This article has been published in Portuguese in http://espiritolivre.org



Introduce yourself to our readers. Where do you live and which area do you work these days?


My name is Marc Laporte and I live in Montréal, Canada. Since 2003, I have been full time on Tiki.

Introduce Tiki Wiki. What does "Tiki Wiki" mean?


Tiki can mean many things. Typically, it's referring to Tiki culture or the Kon-Tiki raft. The official name of the project is "Tiki Wiki CMS Groupware". The backronym is "Tightly Integrated Knowledge Infrastructure"

Tiki is a full-featured, web-based, multilingual (35+ languages), tightly integrated, all-in-one, open source Wiki+CMS+Groupware. Tiki can be used to create all kinds of Web applications, sites, portals, knowledge bases, intranets, and extranets. The underlying technology is PHP/MySQL/Zend Framework/Smarty/jQuery.

http://info.tiki.org/Fact+Sheet
http://doc.tiki.org/Features

How has the idea of creating a CMS born? Tiki Wiki is based on another CMS?


Tiki was started in 2002, not based on another CMS but making good use of available components, such as Smarty. The founders wanted a completely free CMS without license restrictions and a huge list of features, all in one package.
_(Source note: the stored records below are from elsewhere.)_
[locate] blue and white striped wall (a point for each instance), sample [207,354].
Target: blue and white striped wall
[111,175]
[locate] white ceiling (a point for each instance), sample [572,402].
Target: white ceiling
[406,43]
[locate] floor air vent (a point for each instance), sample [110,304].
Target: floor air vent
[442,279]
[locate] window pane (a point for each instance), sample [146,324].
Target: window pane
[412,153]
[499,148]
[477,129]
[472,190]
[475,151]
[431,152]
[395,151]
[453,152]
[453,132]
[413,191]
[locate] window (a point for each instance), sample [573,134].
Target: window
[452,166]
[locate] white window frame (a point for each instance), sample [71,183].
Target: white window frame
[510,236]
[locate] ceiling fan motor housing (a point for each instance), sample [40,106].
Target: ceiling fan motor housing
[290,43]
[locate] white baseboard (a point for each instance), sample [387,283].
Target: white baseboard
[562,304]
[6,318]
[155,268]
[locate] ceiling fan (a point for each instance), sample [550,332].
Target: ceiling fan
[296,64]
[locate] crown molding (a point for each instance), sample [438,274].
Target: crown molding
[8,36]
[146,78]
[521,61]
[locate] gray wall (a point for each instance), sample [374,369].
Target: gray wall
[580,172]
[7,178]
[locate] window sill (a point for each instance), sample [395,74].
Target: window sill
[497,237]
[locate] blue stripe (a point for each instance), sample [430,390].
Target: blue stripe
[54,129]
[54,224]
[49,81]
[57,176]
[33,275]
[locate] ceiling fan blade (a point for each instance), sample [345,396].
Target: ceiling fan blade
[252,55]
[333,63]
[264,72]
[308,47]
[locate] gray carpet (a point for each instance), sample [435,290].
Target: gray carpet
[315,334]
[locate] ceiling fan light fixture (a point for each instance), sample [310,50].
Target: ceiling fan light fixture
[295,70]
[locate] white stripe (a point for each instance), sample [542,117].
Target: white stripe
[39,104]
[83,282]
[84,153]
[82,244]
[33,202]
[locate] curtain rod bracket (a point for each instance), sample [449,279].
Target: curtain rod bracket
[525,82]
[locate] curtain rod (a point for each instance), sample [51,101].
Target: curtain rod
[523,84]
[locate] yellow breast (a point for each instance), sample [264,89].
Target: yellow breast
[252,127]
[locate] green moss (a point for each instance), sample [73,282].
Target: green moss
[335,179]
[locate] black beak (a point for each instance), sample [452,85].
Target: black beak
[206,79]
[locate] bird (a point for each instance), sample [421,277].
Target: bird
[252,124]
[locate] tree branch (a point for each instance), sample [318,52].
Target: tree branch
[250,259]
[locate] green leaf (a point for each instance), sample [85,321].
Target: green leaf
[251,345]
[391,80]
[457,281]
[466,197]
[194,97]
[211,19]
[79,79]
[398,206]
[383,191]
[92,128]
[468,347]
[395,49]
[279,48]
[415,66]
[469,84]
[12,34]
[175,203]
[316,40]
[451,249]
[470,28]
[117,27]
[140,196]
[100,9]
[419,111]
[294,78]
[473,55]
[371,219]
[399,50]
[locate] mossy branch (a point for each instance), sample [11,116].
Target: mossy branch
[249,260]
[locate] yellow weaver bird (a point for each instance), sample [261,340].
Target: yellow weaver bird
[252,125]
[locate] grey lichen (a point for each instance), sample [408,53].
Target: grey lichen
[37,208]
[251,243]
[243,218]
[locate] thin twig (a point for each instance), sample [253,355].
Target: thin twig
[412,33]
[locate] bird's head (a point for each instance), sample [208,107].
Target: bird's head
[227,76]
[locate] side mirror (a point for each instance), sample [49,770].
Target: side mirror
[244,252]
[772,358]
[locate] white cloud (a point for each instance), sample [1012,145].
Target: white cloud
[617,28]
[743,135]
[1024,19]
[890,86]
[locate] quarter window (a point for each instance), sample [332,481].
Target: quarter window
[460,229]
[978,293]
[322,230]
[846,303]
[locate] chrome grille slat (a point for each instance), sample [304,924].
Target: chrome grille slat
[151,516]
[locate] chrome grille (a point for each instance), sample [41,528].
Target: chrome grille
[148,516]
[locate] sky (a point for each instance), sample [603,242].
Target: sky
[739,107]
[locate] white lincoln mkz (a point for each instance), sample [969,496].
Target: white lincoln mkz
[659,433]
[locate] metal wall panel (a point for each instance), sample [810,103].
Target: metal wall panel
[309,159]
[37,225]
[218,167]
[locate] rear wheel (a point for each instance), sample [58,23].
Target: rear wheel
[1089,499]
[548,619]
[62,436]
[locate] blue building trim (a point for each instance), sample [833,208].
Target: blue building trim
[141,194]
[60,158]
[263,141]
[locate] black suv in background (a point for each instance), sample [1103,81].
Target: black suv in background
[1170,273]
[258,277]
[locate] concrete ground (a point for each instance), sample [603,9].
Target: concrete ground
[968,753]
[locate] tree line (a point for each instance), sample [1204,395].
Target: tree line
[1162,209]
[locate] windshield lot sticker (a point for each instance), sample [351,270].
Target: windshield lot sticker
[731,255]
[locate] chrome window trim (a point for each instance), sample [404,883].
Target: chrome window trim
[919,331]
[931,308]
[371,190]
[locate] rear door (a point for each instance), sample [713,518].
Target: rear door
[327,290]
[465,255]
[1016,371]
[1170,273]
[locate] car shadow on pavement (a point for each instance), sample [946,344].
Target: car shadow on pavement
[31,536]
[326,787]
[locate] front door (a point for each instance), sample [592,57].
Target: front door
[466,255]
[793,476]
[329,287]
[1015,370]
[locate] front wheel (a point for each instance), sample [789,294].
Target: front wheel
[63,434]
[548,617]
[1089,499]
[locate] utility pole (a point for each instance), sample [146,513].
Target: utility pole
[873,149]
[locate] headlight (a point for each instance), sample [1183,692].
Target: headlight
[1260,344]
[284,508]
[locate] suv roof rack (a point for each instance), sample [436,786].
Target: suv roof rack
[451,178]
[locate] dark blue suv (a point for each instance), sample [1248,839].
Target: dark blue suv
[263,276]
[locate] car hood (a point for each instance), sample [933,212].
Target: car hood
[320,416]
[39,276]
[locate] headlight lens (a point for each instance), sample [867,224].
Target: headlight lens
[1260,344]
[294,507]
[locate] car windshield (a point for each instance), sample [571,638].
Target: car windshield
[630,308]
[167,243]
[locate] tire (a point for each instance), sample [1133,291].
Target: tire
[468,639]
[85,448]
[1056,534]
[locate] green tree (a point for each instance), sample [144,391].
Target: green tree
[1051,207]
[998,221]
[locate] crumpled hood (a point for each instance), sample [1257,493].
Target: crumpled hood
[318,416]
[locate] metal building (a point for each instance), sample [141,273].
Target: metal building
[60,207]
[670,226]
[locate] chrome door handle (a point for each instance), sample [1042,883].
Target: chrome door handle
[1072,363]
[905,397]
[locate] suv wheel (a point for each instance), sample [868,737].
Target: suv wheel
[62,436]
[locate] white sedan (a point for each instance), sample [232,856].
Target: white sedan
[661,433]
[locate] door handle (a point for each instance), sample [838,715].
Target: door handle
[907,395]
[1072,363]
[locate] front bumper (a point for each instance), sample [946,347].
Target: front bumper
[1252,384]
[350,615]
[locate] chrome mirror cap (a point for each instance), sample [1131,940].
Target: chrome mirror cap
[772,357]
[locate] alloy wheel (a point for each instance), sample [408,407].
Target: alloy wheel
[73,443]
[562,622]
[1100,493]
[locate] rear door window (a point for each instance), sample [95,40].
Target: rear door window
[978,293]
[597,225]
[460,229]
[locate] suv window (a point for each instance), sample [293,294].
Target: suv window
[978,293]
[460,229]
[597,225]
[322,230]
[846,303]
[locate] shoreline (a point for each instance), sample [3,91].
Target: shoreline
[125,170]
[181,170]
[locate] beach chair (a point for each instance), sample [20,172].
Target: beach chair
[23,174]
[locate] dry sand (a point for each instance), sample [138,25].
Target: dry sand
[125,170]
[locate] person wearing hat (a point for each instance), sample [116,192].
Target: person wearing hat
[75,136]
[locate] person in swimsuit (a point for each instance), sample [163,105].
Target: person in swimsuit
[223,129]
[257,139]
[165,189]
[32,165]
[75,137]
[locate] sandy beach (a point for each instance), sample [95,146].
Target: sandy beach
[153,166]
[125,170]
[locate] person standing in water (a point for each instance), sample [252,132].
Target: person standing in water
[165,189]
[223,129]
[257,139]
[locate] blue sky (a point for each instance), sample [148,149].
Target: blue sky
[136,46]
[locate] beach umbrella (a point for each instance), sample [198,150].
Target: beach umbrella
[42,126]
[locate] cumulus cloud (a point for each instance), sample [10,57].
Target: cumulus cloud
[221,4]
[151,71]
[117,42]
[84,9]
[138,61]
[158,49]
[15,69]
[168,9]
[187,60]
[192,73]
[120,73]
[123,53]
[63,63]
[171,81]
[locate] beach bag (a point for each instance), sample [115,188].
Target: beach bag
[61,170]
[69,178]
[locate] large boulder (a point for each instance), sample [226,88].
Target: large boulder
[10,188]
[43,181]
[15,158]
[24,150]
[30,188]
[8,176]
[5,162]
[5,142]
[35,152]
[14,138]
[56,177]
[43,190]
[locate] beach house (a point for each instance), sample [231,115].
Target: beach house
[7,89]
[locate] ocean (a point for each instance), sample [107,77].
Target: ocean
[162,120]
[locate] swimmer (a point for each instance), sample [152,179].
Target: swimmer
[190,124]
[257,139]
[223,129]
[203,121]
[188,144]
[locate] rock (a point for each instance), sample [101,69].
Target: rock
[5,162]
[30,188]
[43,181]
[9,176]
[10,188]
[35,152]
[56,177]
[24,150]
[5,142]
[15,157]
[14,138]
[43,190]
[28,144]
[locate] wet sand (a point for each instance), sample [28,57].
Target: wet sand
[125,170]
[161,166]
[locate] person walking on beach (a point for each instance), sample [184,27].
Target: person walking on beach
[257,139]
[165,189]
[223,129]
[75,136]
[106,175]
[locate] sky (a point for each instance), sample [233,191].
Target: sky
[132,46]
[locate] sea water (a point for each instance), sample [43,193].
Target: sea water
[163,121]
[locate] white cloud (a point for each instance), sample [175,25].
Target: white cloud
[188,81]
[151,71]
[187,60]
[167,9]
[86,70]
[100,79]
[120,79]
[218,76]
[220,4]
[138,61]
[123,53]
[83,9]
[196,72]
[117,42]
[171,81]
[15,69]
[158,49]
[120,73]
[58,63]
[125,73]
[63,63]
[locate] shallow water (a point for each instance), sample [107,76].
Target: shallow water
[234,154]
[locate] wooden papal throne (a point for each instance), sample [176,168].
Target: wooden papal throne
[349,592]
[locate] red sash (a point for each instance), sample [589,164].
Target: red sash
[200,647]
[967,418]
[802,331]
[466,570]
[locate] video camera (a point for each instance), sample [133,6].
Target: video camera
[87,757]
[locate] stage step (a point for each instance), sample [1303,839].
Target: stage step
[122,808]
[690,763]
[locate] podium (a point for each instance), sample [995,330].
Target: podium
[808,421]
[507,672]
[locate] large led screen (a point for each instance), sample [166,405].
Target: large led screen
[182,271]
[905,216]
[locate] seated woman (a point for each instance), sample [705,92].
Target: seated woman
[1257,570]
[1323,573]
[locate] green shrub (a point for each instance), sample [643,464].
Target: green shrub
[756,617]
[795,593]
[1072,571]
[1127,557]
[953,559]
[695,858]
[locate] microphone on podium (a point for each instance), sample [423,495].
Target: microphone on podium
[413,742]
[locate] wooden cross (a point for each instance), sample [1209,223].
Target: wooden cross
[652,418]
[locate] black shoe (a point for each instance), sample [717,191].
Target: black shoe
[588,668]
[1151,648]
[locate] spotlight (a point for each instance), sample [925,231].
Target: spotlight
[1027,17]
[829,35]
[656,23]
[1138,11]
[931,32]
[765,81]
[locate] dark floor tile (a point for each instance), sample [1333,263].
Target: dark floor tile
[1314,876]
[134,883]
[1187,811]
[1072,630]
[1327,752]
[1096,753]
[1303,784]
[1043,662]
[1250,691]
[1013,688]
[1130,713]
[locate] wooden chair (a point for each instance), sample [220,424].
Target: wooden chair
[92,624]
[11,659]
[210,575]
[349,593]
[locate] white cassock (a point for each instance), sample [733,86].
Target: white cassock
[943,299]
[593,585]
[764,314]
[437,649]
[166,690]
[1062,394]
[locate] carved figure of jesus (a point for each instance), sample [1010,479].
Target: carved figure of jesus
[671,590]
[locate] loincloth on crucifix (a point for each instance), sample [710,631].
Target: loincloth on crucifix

An early interview, when Tiki was awarded "Project of the Month" on SourceForge.net in July 2003, offers some interesting historical perspective:
http://sourceforge.net/potm/potm-2003-07.php

What are the differentials between Tiki Wiki and other CMS software? What public is Tiki Wiki indicated to?


Tiki is the Open Source Web Application with the most built-in features.

How? In a nutshell "Software made the Wiki Way". Wikipedia is using the wiki way to build a free body of knowledge. We are doing something similar but to build a web application.

The "Tiki model" consists of:

  • Wiki community (do-ocracy)
  • Wiki way participation to the code (400+ with full write access to core)
  • Scheduled releases (2 major releases per year)
  • All-in-one codebase (1 000 000 lines of code, with everything bundled. Each feature is optional)
    • Inherent synchronized releases (all features have to be ready at the same time)
  • Lots of features, but no duplication (in a wiki, similar/related content is merged, so the same is applied to features)
  • Dogfood (Tiki is a community recursively developing a community management system)
  • Very open community. Everything is discussed. Even this interview was community-sourced


We feel that built-in features tend to be better than 3rd party extensions. And having everything in the core permits us to change things more rapidly between versions and offers tighter integration. It brings its own set of challenges (huge code base, learning curve, tons of options in the admin panels, huge effort at release time, etc.) but we prefer dealing with these than with dependency hell, duplicate 3rd party extensions, long release cycles to protect the extension ecosystem, etc.

For example, we

  • added a search engine to find among the over 1000 (!) preferences & settings in the various admin panels.
  • streamlined our release process.
  • developed a profiles system, so admins can pick a pre-configured site, and not need to go through the admin panel. The many profiles are managed collaboratively in wiki pages and 4 profiles are "featured":
    1. Personal Blog and Profile: personal "about me" site
    2. Small Organization Web Presence: Publishing/Brochureware with User-generated content (UGC), but clear what is official vs user-contributed
    3. Collaborative Community: User profiles, collaboration, users register
    4. Company Intranet: Closed team collaboration, users do not register



In the core+extension model, the core stabilizes for a longer period so extensions can be updated. Tiki has a much faster release schedule (compared to similar applications), precisely because we don't have to worry about breaking third party extensions.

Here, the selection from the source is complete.